Tuesday, December 14, 2010

365 days of aRt. DAY ONE HUNDRED & TWENTY-TWO.



i am conscious when i consider
life
playing memories like a cheap 45
i am grateful for my beloved wife
i am grateful i'm alive
(canvas text)

Blog about the piece:
I'm not sure if I have written about this before -- it is definitely a reoccurring theme in my life and I think it's worthy of sharing. I am always finding that the less grateful or more upset I am in a situation the worse it gets. As soon as I recognize that there is good, that there is something to appreciate, everything flips. A teacher of mine recently reminded to be grateful. He wrote, "I've found in my own life that practicing gratitude often, especially when things are not going well, does amazing things, not only for my own energy but also for how the external world treats me. I don't think we can be reminded often enough of how the quality of our own energy often causes our external experiences." I think it is so important to practice thankfulness, even if it's difficult.

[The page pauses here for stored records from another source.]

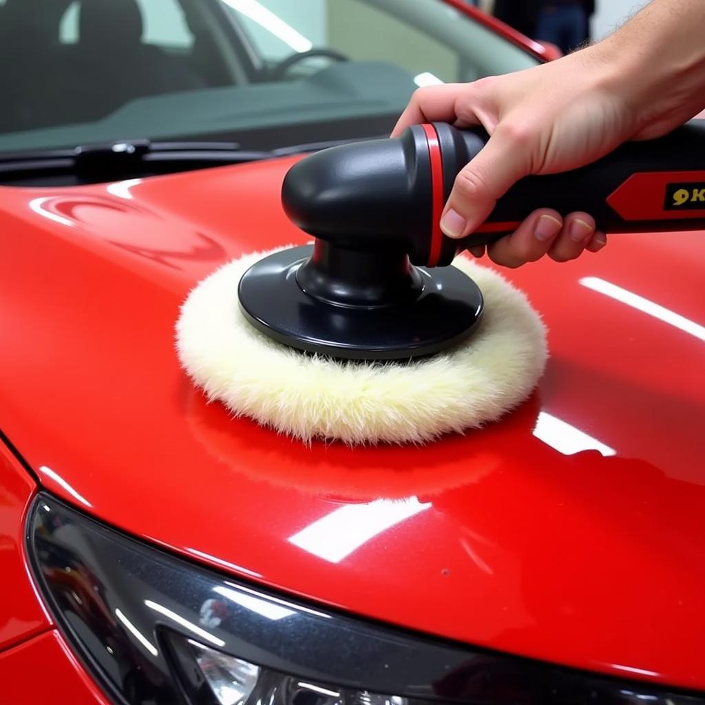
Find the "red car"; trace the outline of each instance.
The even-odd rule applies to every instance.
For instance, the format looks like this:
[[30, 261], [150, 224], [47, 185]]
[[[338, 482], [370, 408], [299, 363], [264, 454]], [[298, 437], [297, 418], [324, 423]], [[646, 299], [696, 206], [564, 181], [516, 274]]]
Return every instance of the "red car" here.
[[705, 702], [702, 233], [510, 272], [547, 372], [423, 447], [233, 419], [174, 350], [308, 239], [298, 155], [542, 51], [450, 0], [0, 2], [0, 701]]

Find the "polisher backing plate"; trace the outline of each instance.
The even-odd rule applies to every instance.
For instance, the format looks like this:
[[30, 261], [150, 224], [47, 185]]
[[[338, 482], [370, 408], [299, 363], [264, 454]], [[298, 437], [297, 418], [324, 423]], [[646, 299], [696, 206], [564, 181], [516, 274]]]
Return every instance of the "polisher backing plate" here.
[[479, 286], [485, 314], [456, 347], [385, 362], [288, 348], [254, 328], [238, 305], [240, 277], [269, 254], [247, 255], [207, 276], [176, 324], [184, 369], [235, 416], [305, 442], [422, 443], [496, 420], [528, 397], [543, 373], [546, 329], [539, 314], [501, 274], [465, 257], [453, 266]]

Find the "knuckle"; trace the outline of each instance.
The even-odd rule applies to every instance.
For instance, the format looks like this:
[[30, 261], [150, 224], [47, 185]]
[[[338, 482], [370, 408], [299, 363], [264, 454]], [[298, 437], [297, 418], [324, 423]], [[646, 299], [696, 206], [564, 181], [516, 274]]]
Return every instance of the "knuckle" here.
[[477, 171], [469, 168], [460, 171], [455, 177], [455, 192], [461, 198], [471, 200], [487, 192], [487, 186]]
[[505, 122], [497, 128], [502, 139], [515, 147], [525, 147], [535, 138], [535, 131], [530, 124], [517, 121]]

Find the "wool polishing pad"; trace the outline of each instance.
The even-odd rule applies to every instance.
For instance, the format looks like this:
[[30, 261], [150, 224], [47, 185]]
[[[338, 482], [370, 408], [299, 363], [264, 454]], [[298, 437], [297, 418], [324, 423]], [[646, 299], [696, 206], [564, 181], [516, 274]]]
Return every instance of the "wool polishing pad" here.
[[527, 398], [544, 371], [539, 314], [501, 275], [464, 257], [453, 266], [479, 286], [485, 313], [470, 338], [445, 352], [412, 362], [345, 361], [276, 343], [238, 305], [240, 277], [269, 254], [234, 259], [201, 281], [176, 324], [182, 365], [209, 400], [236, 416], [307, 443], [426, 443], [498, 419]]

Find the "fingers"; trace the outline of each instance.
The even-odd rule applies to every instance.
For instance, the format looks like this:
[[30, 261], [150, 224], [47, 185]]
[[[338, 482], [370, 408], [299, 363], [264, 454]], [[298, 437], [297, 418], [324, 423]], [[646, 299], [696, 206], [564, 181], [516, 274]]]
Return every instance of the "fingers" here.
[[557, 262], [567, 262], [580, 257], [595, 235], [594, 219], [587, 213], [571, 213], [565, 218], [560, 235], [556, 239], [548, 256]]
[[455, 102], [461, 94], [467, 96], [468, 86], [461, 83], [426, 86], [414, 92], [406, 109], [401, 114], [392, 130], [398, 137], [410, 125], [434, 121], [454, 123], [457, 117]]
[[534, 211], [511, 235], [489, 245], [490, 259], [503, 266], [536, 262], [553, 246], [563, 228], [560, 214], [548, 208]]
[[449, 238], [463, 238], [486, 219], [497, 200], [528, 175], [528, 150], [522, 138], [498, 128], [477, 156], [458, 173], [441, 217]]
[[599, 252], [606, 244], [606, 236], [596, 231], [594, 219], [589, 214], [571, 213], [563, 219], [556, 211], [541, 208], [512, 235], [489, 245], [487, 254], [497, 264], [514, 268], [545, 255], [556, 262], [568, 262], [585, 250]]

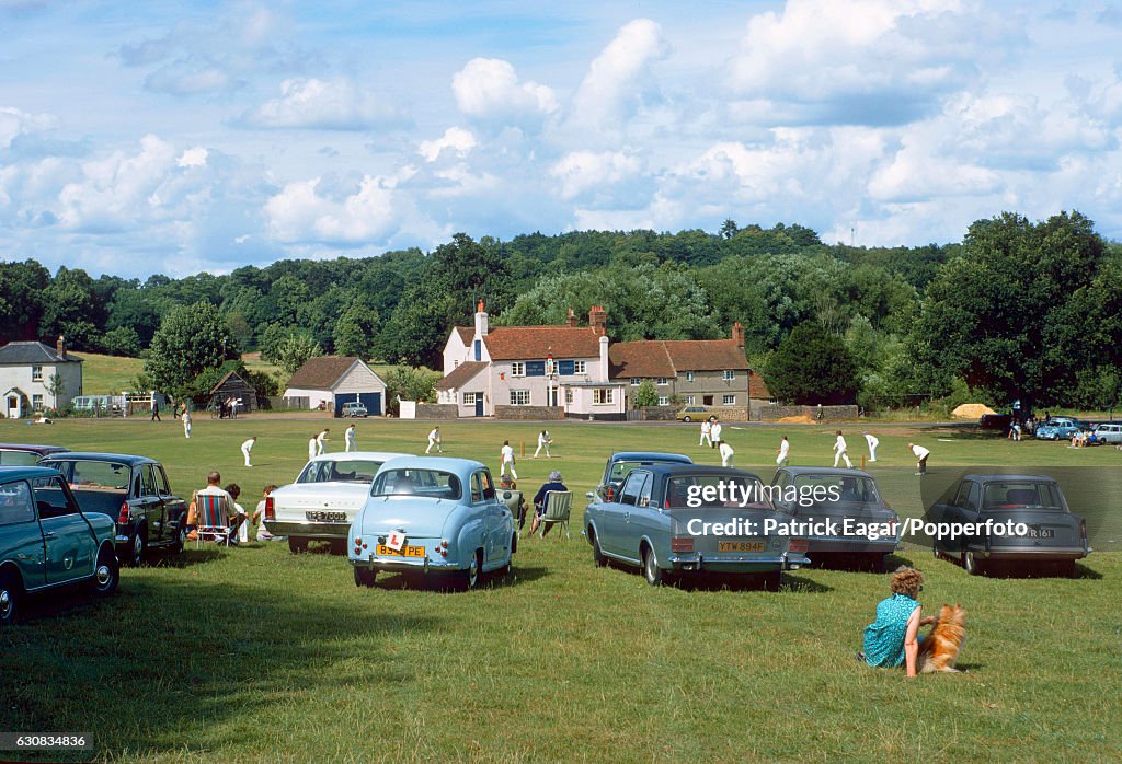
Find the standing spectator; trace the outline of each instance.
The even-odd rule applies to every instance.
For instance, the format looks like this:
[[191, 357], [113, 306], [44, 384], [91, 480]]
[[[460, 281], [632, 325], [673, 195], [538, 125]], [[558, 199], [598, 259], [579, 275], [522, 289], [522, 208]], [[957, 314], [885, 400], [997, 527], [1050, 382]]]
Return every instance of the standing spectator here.
[[542, 430], [541, 432], [539, 432], [537, 434], [537, 449], [534, 450], [534, 458], [536, 459], [537, 458], [537, 453], [541, 451], [544, 448], [545, 449], [545, 458], [546, 459], [552, 459], [553, 457], [550, 456], [550, 444], [551, 442], [553, 442], [553, 438], [550, 437], [550, 431], [549, 430]]
[[511, 448], [511, 441], [503, 441], [503, 450], [500, 451], [503, 458], [503, 467], [498, 470], [499, 475], [507, 474], [514, 479], [518, 479], [518, 473], [514, 468], [514, 449]]
[[881, 441], [876, 439], [876, 436], [865, 430], [865, 442], [868, 444], [868, 460], [876, 462], [876, 447], [881, 445]]
[[842, 430], [838, 430], [838, 439], [834, 441], [834, 466], [838, 466], [838, 459], [845, 460], [845, 466], [853, 469], [853, 462], [849, 460], [849, 454], [846, 453], [847, 447], [845, 445], [845, 438], [842, 437]]
[[443, 445], [440, 441], [440, 427], [434, 427], [429, 432], [429, 447], [424, 449], [424, 453], [427, 454], [429, 451], [431, 451], [433, 446], [436, 447], [438, 454], [444, 453]]
[[254, 524], [257, 525], [258, 541], [284, 541], [286, 538], [283, 535], [273, 535], [269, 533], [269, 529], [265, 528], [265, 500], [276, 490], [276, 485], [266, 485], [261, 490], [261, 501], [257, 502], [257, 509], [254, 510]]
[[721, 444], [720, 444], [720, 466], [721, 467], [732, 467], [733, 466], [733, 455], [735, 455], [735, 454], [736, 454], [736, 451], [733, 450], [732, 446], [729, 446], [725, 441], [721, 441]]
[[927, 457], [931, 456], [931, 451], [928, 450], [927, 448], [923, 448], [922, 446], [918, 446], [918, 445], [916, 445], [913, 442], [908, 444], [908, 450], [910, 450], [912, 454], [916, 455], [916, 459], [917, 459], [916, 469], [918, 470], [916, 474], [917, 475], [926, 475], [927, 474]]
[[241, 444], [241, 455], [246, 457], [246, 466], [252, 467], [254, 465], [249, 463], [249, 453], [254, 450], [254, 446], [257, 444], [257, 436]]
[[720, 431], [724, 428], [720, 425], [720, 420], [716, 417], [712, 418], [712, 427], [709, 429], [709, 437], [712, 438], [712, 447], [720, 448]]

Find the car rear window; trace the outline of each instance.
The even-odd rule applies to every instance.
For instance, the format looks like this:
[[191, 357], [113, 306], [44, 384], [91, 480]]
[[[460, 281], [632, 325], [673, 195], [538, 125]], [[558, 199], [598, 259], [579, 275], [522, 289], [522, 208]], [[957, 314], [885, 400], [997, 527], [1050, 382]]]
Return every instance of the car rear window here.
[[423, 496], [459, 501], [463, 495], [460, 478], [441, 469], [387, 469], [378, 475], [371, 496]]

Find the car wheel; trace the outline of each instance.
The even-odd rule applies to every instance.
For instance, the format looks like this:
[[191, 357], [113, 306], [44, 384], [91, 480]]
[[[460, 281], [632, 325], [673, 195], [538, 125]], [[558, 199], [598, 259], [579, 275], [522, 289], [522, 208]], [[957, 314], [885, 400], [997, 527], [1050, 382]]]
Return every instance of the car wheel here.
[[20, 586], [19, 576], [10, 571], [0, 574], [0, 625], [16, 623], [22, 598], [24, 587]]
[[378, 577], [378, 571], [374, 568], [360, 568], [355, 566], [355, 586], [362, 588], [371, 588], [374, 586], [374, 579]]
[[654, 550], [647, 546], [643, 547], [643, 577], [651, 586], [662, 586], [662, 568], [654, 556]]
[[98, 552], [98, 565], [93, 569], [90, 588], [96, 596], [108, 597], [117, 590], [117, 585], [120, 583], [121, 566], [117, 561], [117, 555], [112, 549], [102, 547]]
[[590, 528], [588, 529], [588, 534], [592, 537], [592, 562], [596, 563], [597, 568], [607, 566], [608, 558], [604, 556], [604, 550], [600, 549], [600, 539], [597, 538], [596, 531]]

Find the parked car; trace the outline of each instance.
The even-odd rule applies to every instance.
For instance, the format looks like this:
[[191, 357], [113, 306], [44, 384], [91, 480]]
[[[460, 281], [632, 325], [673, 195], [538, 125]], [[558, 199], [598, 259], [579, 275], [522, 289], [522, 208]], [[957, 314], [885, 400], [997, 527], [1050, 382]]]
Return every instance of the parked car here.
[[[900, 542], [900, 516], [881, 496], [872, 475], [859, 469], [783, 467], [772, 478], [772, 486], [776, 488], [772, 495], [775, 509], [799, 520], [833, 523], [834, 533], [799, 537], [807, 540], [807, 556], [815, 565], [852, 560], [884, 571], [884, 558]], [[804, 499], [800, 501], [799, 496]], [[846, 533], [846, 521], [853, 528], [882, 529], [891, 524], [894, 532], [858, 537]]]
[[358, 401], [350, 401], [343, 403], [343, 409], [340, 412], [342, 417], [366, 417], [369, 412], [366, 410], [366, 406], [359, 403]]
[[0, 467], [0, 625], [25, 595], [82, 583], [103, 597], [119, 577], [112, 518], [83, 511], [54, 469]]
[[651, 467], [656, 464], [693, 464], [693, 459], [684, 454], [666, 454], [663, 451], [616, 451], [604, 465], [604, 475], [595, 493], [589, 499], [607, 499], [619, 491], [627, 474], [635, 467]]
[[[708, 499], [707, 487], [719, 484], [753, 492], [749, 503]], [[637, 566], [652, 586], [678, 576], [743, 574], [778, 588], [784, 569], [808, 565], [806, 541], [780, 532], [766, 533], [764, 520], [787, 523], [762, 496], [760, 478], [730, 467], [655, 464], [635, 467], [611, 500], [597, 500], [585, 510], [583, 529], [598, 566], [608, 560]], [[696, 494], [696, 499], [691, 496]], [[755, 501], [762, 499], [763, 501]], [[697, 506], [690, 504], [697, 503]], [[718, 523], [730, 533], [703, 533], [705, 523]], [[735, 531], [742, 532], [735, 532]]]
[[1047, 475], [966, 475], [928, 510], [927, 521], [1024, 524], [1021, 535], [982, 532], [932, 540], [936, 557], [954, 560], [972, 575], [995, 563], [1020, 563], [1072, 576], [1075, 561], [1091, 553], [1087, 524], [1072, 513], [1059, 484]]
[[514, 515], [479, 462], [405, 457], [387, 462], [351, 524], [347, 557], [355, 585], [379, 571], [451, 575], [465, 588], [511, 570], [518, 548]]
[[1037, 428], [1038, 440], [1070, 440], [1076, 432], [1087, 427], [1074, 417], [1052, 417], [1050, 421]]
[[164, 466], [128, 454], [55, 454], [39, 463], [62, 473], [83, 512], [117, 522], [117, 556], [138, 565], [149, 549], [181, 551], [187, 538], [187, 505], [172, 493]]
[[52, 454], [64, 454], [70, 449], [65, 446], [37, 446], [26, 442], [0, 442], [0, 466], [31, 467], [39, 459]]
[[343, 451], [316, 456], [296, 482], [265, 500], [265, 528], [288, 537], [294, 555], [307, 551], [310, 541], [329, 541], [332, 551], [347, 550], [347, 531], [370, 493], [378, 468], [407, 454]]

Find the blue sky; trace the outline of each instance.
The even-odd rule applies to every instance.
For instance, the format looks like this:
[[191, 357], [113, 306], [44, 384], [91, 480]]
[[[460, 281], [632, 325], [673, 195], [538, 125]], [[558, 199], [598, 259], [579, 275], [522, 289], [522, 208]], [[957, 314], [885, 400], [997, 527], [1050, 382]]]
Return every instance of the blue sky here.
[[1122, 2], [0, 0], [0, 257], [144, 277], [452, 233], [1122, 239]]

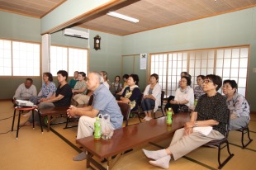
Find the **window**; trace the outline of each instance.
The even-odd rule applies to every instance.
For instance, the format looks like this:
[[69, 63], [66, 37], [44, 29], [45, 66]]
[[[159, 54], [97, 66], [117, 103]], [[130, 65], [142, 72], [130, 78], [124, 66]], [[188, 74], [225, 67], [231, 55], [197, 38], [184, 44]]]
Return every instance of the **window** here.
[[40, 44], [0, 40], [0, 75], [40, 76]]
[[59, 70], [87, 73], [88, 59], [88, 50], [51, 45], [50, 70], [53, 75]]
[[214, 73], [223, 80], [235, 80], [238, 92], [245, 96], [249, 50], [249, 46], [241, 46], [151, 54], [150, 74], [159, 74], [166, 97], [175, 95], [183, 71], [192, 76], [192, 87], [197, 85], [197, 75]]

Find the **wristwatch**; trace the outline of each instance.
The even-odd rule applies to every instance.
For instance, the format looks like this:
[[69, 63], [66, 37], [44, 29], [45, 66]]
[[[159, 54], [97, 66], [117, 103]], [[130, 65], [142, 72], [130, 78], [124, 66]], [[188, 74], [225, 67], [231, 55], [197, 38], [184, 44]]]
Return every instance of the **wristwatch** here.
[[195, 126], [198, 127], [198, 122], [197, 121], [195, 121]]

Start with the little things. When I have to do dishes and am frustrated about it, I find little things to be thankful for. I say a silent thank you for the dishes we have to eat off of and for the hands I am able to wash them with. Another good one is when I receive bills in the mail. A lot of times I find myself letting out a great big sigh just at the sight of a bill, but once I hear myself being bothered I start to say thanks that we have heat and electricity and the money to afford these necessities. I'll even say thanks that I have a wonderful love that wakes up early every morning to work for his family. There is really so much to be thankful for. Take the time to be conscious of how you are feeling in a situation and turn the negative nancy attitude into a positive polly.